The opening of the diaphragm:

  • the aperture is open (f/2.8, f/3.2…), + the depth of field is small = little sharpness
  • the diaphragm is closed (f/16, f/18…) + the depth of field is large = lots of sharpness. In other words, the focus is on a larger area of ​​the photographed scene. Use soft spot mode and lower the ISO since your camera is placed on a tripod.
    In low light situations, the aperture will be even larger and the depth of field will be even smaller.
    This amounts to having a correctly exposed photo with elements of the scene in focus in the foreground, but not in the background.

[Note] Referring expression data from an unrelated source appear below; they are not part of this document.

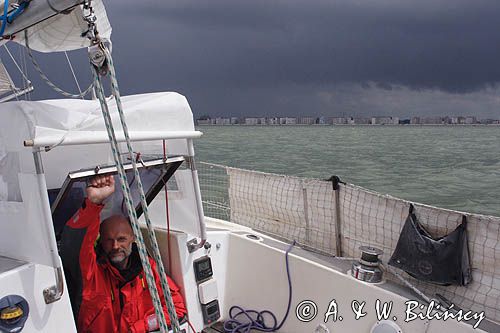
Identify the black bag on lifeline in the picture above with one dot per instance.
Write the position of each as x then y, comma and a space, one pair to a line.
442, 260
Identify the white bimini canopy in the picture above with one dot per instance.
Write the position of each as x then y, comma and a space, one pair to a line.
75, 130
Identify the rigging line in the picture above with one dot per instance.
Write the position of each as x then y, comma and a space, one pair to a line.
15, 63
46, 79
4, 17
73, 72
25, 66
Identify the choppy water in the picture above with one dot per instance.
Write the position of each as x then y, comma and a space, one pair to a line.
451, 167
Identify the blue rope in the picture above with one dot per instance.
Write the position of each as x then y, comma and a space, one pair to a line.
254, 320
4, 16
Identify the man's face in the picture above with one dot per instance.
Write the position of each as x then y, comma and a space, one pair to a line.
116, 240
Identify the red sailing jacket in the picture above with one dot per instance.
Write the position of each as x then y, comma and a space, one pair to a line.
103, 300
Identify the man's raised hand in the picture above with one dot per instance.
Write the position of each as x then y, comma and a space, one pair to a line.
99, 188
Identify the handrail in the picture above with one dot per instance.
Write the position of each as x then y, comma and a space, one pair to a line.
53, 293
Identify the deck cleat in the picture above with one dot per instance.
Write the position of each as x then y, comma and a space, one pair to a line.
367, 269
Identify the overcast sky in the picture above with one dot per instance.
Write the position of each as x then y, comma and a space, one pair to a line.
307, 57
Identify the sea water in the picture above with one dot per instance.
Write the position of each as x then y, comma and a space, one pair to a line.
455, 167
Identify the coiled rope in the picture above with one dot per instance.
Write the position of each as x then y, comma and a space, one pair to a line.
243, 321
128, 197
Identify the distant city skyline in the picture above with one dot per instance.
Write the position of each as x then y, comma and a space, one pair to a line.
307, 120
295, 57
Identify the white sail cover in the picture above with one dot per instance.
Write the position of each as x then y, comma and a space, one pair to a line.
61, 32
164, 112
54, 120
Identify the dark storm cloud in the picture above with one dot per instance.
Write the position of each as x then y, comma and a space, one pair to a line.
290, 57
449, 45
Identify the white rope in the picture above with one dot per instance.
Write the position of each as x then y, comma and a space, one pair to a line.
15, 63
128, 197
74, 75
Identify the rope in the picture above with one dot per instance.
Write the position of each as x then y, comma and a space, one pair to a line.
47, 80
73, 72
4, 17
129, 201
254, 320
131, 211
156, 250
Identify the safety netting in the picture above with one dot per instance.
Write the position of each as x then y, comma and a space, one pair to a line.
305, 210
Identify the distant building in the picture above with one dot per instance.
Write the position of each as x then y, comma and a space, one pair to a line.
288, 121
273, 121
306, 121
415, 121
204, 121
222, 121
359, 121
470, 120
338, 121
432, 121
251, 121
385, 120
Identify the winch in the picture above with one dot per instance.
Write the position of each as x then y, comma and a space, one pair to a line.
367, 269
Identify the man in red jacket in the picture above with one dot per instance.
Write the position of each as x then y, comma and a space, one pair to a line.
109, 291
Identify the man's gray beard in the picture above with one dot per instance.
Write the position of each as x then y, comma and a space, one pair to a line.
117, 260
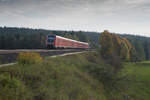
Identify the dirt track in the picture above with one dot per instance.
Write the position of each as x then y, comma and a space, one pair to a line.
9, 56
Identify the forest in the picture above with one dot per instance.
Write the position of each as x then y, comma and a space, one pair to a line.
26, 38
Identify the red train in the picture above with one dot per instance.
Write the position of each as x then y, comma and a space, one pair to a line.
54, 41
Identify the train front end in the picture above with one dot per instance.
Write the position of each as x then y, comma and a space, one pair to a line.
50, 41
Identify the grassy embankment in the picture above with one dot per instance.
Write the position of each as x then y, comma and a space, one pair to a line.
138, 80
74, 77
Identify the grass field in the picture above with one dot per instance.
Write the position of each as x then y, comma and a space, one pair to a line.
139, 80
74, 77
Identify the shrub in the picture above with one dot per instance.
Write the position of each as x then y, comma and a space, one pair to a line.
29, 58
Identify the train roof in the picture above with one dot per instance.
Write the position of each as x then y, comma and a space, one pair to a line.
70, 39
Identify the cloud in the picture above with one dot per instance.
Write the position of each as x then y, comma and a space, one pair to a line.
118, 15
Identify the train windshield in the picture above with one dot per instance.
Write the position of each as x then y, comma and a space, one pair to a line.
51, 38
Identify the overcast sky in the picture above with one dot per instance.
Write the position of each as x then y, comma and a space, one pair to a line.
122, 16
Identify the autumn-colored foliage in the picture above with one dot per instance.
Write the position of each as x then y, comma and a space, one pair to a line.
29, 58
114, 45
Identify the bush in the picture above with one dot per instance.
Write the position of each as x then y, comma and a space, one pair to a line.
29, 58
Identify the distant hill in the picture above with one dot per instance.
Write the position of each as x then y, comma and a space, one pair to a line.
27, 38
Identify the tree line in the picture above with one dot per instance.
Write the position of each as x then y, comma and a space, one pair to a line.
124, 47
25, 38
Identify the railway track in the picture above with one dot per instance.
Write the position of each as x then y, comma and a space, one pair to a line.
9, 56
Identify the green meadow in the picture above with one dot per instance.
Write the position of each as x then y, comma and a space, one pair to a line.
75, 77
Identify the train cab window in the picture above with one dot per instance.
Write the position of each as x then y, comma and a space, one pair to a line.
51, 38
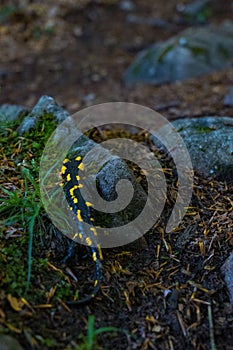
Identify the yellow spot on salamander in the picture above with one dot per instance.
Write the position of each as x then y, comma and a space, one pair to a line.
81, 166
88, 241
100, 251
79, 216
72, 190
93, 229
63, 169
96, 283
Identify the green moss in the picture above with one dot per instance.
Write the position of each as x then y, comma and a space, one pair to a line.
21, 209
203, 128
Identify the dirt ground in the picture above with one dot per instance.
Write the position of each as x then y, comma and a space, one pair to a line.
166, 297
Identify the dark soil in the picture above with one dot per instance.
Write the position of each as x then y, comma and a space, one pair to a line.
167, 288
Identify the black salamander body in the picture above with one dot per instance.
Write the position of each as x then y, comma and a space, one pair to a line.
81, 208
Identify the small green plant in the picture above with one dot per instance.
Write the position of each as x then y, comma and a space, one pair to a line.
89, 342
23, 208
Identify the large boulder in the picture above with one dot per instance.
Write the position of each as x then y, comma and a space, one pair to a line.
191, 53
210, 144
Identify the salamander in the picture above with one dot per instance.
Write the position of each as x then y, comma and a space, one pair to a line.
81, 208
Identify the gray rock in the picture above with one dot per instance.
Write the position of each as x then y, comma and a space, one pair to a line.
196, 11
11, 113
210, 144
228, 98
106, 170
227, 271
45, 105
9, 343
194, 52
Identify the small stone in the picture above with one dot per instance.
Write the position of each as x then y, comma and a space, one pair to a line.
11, 113
228, 99
227, 271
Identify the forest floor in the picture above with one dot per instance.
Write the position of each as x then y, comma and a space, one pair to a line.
163, 292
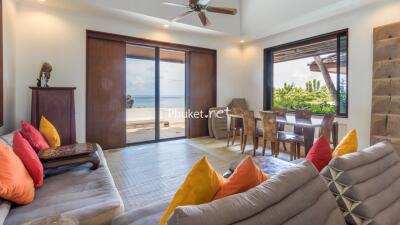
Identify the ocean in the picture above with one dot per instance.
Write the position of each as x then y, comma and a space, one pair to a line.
165, 102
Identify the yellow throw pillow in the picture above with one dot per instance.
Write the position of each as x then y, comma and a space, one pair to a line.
199, 187
49, 132
349, 144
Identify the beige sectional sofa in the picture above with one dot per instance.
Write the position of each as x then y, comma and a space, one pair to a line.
367, 185
296, 196
89, 197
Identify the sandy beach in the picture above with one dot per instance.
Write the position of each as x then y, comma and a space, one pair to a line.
141, 127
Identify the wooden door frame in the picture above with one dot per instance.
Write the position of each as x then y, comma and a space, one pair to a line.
1, 67
167, 46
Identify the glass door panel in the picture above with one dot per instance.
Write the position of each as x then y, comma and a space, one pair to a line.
172, 94
140, 94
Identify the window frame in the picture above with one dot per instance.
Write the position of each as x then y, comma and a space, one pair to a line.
269, 67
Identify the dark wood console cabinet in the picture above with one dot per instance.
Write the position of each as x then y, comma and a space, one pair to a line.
57, 105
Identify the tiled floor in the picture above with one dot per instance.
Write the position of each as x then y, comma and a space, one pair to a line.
150, 174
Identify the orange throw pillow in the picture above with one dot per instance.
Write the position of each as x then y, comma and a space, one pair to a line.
16, 185
246, 176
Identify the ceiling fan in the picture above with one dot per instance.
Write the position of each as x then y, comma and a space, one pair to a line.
200, 7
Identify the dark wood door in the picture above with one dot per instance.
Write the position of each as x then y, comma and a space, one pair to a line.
203, 89
105, 84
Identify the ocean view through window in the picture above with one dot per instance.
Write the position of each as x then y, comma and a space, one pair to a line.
144, 106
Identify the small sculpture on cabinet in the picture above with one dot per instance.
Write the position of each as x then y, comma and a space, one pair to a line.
44, 75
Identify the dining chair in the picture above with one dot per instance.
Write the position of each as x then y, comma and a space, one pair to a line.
281, 127
236, 125
327, 126
250, 129
301, 116
272, 134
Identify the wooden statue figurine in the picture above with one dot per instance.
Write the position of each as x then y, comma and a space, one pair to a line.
44, 75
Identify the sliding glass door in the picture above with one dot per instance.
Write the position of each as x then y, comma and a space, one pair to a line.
172, 94
140, 94
155, 94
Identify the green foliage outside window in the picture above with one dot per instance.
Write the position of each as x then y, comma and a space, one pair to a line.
315, 98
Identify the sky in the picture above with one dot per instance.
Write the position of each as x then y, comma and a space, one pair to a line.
297, 72
140, 78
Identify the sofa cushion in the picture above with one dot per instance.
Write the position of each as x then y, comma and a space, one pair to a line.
29, 158
7, 139
199, 187
348, 144
49, 132
34, 137
4, 209
78, 192
246, 176
367, 185
16, 185
320, 154
150, 215
296, 196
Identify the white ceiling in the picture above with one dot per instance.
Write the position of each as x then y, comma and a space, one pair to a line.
256, 18
261, 18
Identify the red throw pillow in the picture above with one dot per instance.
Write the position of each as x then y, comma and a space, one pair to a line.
29, 158
246, 176
320, 154
34, 137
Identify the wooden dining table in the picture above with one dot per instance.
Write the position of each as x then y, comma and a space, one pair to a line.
308, 125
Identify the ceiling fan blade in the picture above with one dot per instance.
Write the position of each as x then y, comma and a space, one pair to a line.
204, 2
222, 10
203, 18
175, 4
181, 16
193, 2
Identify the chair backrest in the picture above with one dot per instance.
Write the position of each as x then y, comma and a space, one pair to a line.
269, 125
238, 103
280, 113
237, 123
327, 125
302, 116
249, 123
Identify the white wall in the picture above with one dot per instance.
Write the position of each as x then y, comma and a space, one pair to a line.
58, 37
9, 32
360, 24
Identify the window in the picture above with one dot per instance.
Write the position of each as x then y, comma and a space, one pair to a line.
311, 74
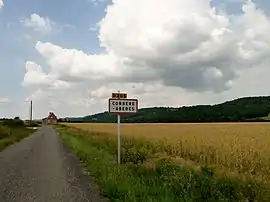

If you lower the aperture of the diaphragm (f/18, f/22, etc.), you risk having a bad exposure. You can then move away from the subject provided you have a focal length that can frame up close! The best solution lies in focus stacking.

Focus stacking in practice

Use a tripod (robust and stable) and a remote control (to avoid camera shake when shooting): your shots must be identical. If you bump your tripod even slightly, you can start again!
Have a standard or macro lens
Set your camera with an aperture like f/4 or f/5.6 to enjoy good sharpness and have nice bokeh
Use manual mode (to keep settings between shots) and manual focus
Take several photos (between 5 and 20) with different focuses (gently vary the focus ring or use the different focus stops on your camera): start by focusing on the most visible details. closer to you (foreground), then a focus on the middle plane. Finally, focus on infinity (background).

Focus stacking in post-processing

Recommended software: Photoshop, Affinity photo, Helicon Focus, PhotAcute, Zerenne Stacker…
Recommended image format: Raw (you can also do focus stacking in Jpeg)
Import your photos into Lightroom (to develop them): develop / synchronize. Tip: apply a preset (pre-defined parameter) to facilitate the process of processing your images
Export your photos to Photoshop: in Lightroom: photo / open as layers in Photoshop
Select all of your photos: CTR + A or CMD +A
Align your photos: automatic layer editing/alignment
Stack your photos: editing / automatic layer merging / stacking images
Export the photo (merged)
Use masks to correct any imperfections
Re-import your Photoshop file (.psd) into Lightroom to adjust exposure, saturation, etc.
Exporting images with a 20MP camera will take approximately 5 seconds per image.